At a very minimum, you'd imagine a sum of this magnitude would ensure our housing crisis was a thing of the past.
Or that the shocking sight of senior citizens being forced to endure days and nights on trolleys in Accident & Emergency departments across the country, might be consigned to history.
But it seems we don't need the money.
That at least is one of the conclusions that could be drawn from the newly-published Congress Briefing False Economy: The Growth of Bogus Self-Employment in the Construction Industry.
While many are aware that 'bogus self-employment' has been a growing problem in the industry over recent years, there have been few attempts to both measure its extent and, critically, estimate the likely loss to the State and the taxpayer.

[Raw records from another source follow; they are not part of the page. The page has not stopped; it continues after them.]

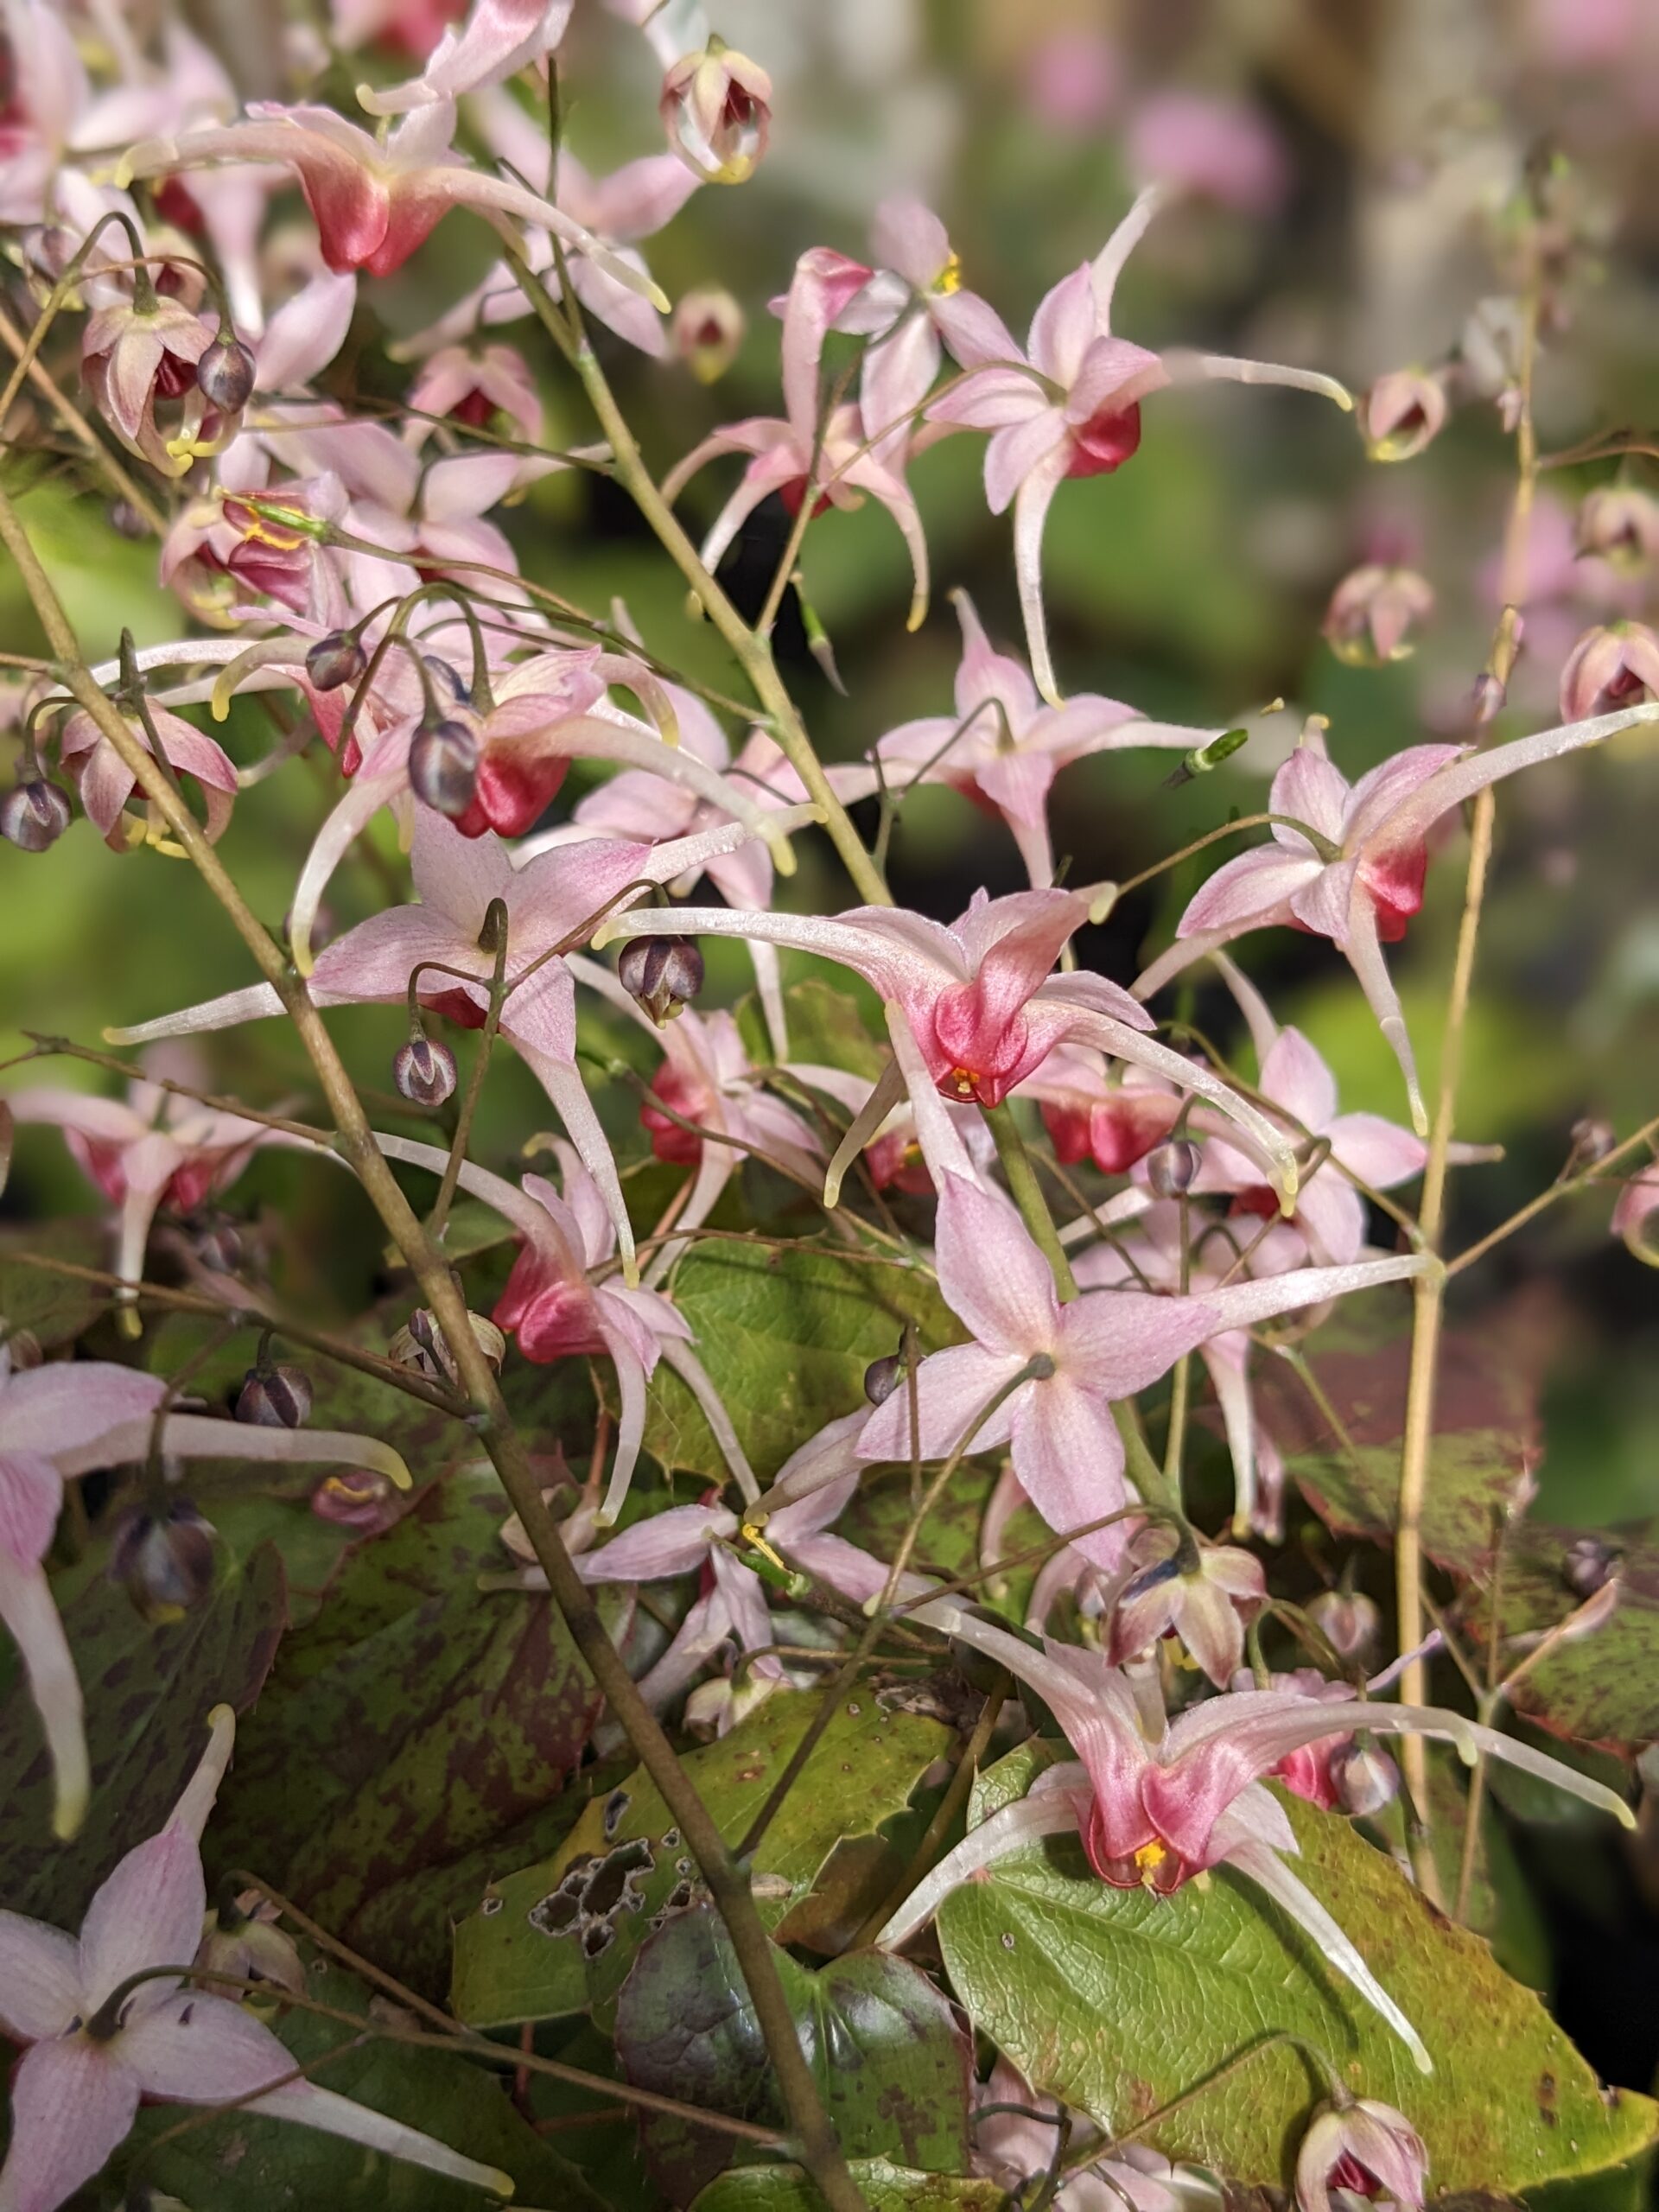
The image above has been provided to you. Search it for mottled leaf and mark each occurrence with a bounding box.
[451,1690,952,2031]
[938,1745,1656,2193]
[0,1215,116,1344]
[690,2163,1002,2210]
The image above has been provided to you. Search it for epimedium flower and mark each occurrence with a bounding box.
[1575,484,1659,570]
[1612,1163,1659,1263]
[854,590,1216,887]
[1295,2094,1428,2212]
[843,1173,1431,1568]
[660,37,772,186]
[107,810,808,1281]
[1103,1525,1267,1687]
[1355,369,1448,461]
[356,0,574,114]
[598,884,1304,1211]
[879,1611,1636,2070]
[119,95,665,294]
[1558,620,1659,720]
[663,242,931,632]
[0,1338,410,1840]
[365,1133,753,1521]
[1323,564,1436,668]
[0,1707,511,2211]
[56,699,238,855]
[1133,701,1659,1132]
[925,186,1351,702]
[973,2054,1218,2212]
[1026,1046,1184,1176]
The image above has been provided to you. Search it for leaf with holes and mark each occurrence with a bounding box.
[615,1910,972,2201]
[936,1744,1656,2192]
[451,1689,952,2030]
[626,1239,957,1483]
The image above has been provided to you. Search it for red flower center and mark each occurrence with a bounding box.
[1067,401,1143,480]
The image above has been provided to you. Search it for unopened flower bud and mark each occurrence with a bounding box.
[408,716,479,817]
[1558,621,1659,722]
[1570,1116,1617,1166]
[236,1361,313,1428]
[1562,1535,1620,1599]
[310,1465,399,1532]
[107,499,150,540]
[305,631,366,692]
[1329,1738,1401,1817]
[1296,2096,1427,2212]
[111,1502,218,1623]
[619,934,704,1026]
[863,1346,908,1407]
[1323,565,1434,667]
[1576,485,1659,571]
[1307,1585,1382,1666]
[661,38,772,184]
[394,1033,458,1107]
[196,334,257,412]
[197,1886,305,1998]
[1146,1138,1200,1198]
[195,1221,245,1274]
[1,778,73,852]
[390,1304,505,1387]
[1356,368,1447,463]
[672,286,745,383]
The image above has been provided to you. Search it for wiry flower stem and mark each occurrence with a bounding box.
[0,479,866,2212]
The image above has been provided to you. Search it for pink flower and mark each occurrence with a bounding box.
[660,39,772,186]
[79,292,222,479]
[602,886,1303,1207]
[1027,1046,1184,1176]
[1127,90,1288,216]
[1104,1527,1267,1686]
[1136,702,1659,1129]
[880,1614,1635,2068]
[852,1173,1429,1568]
[358,0,574,114]
[108,810,799,1280]
[973,2056,1203,2212]
[57,702,238,854]
[927,188,1351,701]
[1612,1164,1659,1262]
[404,341,543,449]
[1324,565,1435,667]
[664,244,931,631]
[860,591,1213,886]
[1356,370,1448,462]
[1558,621,1659,720]
[119,97,664,291]
[0,1709,509,2211]
[0,1344,410,1839]
[1296,2096,1428,2212]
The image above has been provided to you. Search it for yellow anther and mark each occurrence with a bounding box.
[938,252,963,296]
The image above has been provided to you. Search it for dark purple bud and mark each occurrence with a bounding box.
[1307,1586,1382,1665]
[196,334,257,412]
[1329,1738,1401,1818]
[408,717,480,818]
[394,1033,459,1107]
[236,1360,314,1428]
[423,655,468,703]
[863,1347,908,1407]
[1570,1116,1617,1166]
[107,499,150,541]
[1146,1138,1201,1199]
[1,778,72,853]
[195,1221,245,1274]
[619,935,704,1026]
[1563,1535,1620,1599]
[305,631,366,693]
[111,1502,218,1623]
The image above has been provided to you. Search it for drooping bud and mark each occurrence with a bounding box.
[1146,1138,1201,1198]
[1558,621,1659,722]
[863,1345,909,1407]
[197,1885,306,1999]
[1569,1116,1617,1166]
[236,1361,314,1429]
[310,1465,400,1534]
[407,715,480,817]
[660,38,772,184]
[1323,565,1435,667]
[194,1219,245,1274]
[1295,2096,1427,2212]
[619,934,704,1026]
[1,777,73,852]
[389,1304,506,1389]
[1329,1738,1401,1818]
[1562,1535,1621,1599]
[672,286,745,383]
[111,1501,218,1623]
[394,1033,459,1107]
[1356,368,1447,463]
[196,334,257,412]
[1307,1585,1382,1667]
[305,631,366,693]
[1575,484,1659,571]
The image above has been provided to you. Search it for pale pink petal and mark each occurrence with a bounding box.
[927,365,1047,434]
[933,1171,1060,1355]
[79,1827,205,2015]
[0,1912,79,2041]
[1053,1286,1216,1399]
[856,1342,1027,1465]
[0,1551,87,1840]
[255,270,357,391]
[1027,265,1100,387]
[1090,185,1163,329]
[1325,1111,1428,1189]
[1270,747,1350,847]
[983,404,1069,516]
[1175,848,1322,938]
[877,1777,1090,1948]
[1260,1027,1337,1132]
[0,1452,65,1571]
[0,2039,139,2212]
[931,287,1022,371]
[1,1362,168,1459]
[1007,1376,1129,1565]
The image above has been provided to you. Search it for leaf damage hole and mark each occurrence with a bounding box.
[602,1787,632,1840]
[580,1837,654,1917]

Bogus self-employment is nothing more than the deliberate misclassification of construction workers as self-employed, rather than as direct labour, in order to ensure major contractors save money on social insurance payments.
It can also open the door to possible fraud, allowing a contractor to quote a price based on employing direct labour – which includes social insurance, pension contributions and holiday pay - while the workforce in question is comprised mainly of bogus self-employed workers (who rarely have any choice in the matter).
In that case, there is a substantial differential between the two prices, which provides a very large incentive for fraud.
Given the significant investment programme currently underway in relation to school building, for example, this should be a clear cause for concern at the highest levels of government and officialdom.
Whenever we have raised the matter with the relevant authorities, we have been repeatedly reassured that all is well.
But on the basis of what has been uncovered by the Congress report, a very simple question arises: how can they tell?
In 2007 unions, employers and Revenue agreed a Code of Practice designed to tackle this problem.
Since then self-employment in construction has virtually doubled. Based on information supplied via responses to parliamentary question, there is anything between 30,000-40,000 subcontractors operating in the sector.
Officials estimate that some 81% of that number are sole traders. Even taking a figure at the lower end of the scale, that could equate to some 27,600 individual workers who all happen to be self-employed.
It doesn't add up.
But what do add up are the losses that the taxpayer and the state are shouldering every year.
Every single bogus-self-employed worker costs us €2886 in lost PRSI per annum. If the 27,600 self-employed are all bogus – which is very possible – then that equates to a loss of €80 million a year.
That adds up to almost €640 million lost since 2007, when the Code of Practice was first drawn up to stop this happening.
But that Code has not been honoured.
Meanwhile checks and risk control measures operated by Revenue were lost in 2012, when they moved the registration system online.
Under the current system, you must opt out of 'self-employment', even if that may mean the loss of work.
Under the old system, workers had to opt-in to self-employment and were warned of the consequences of doing so: loss of holiday pay, pension rights, social insurance cover, of labour law protections.
That is no longer the case.
Under the current system, the power to designate workers as 'self-employed' rests with the main contractor – despite that fact that he/she can gain significantly from doing so.
That doesn't add up either.
Rogue employers benefit and good employers are put under pressure. Workers are reduced to the status of day labourers and the industry sees an erosion of standards.
Ultimately, responsibility rests with our politicians and policymakers who appear disinclined to ensure that labour standards in construction are upheld, good jobs supported and public contracts are not a vehicle for fraud.
And that's not to mention the small matter of the €640 million.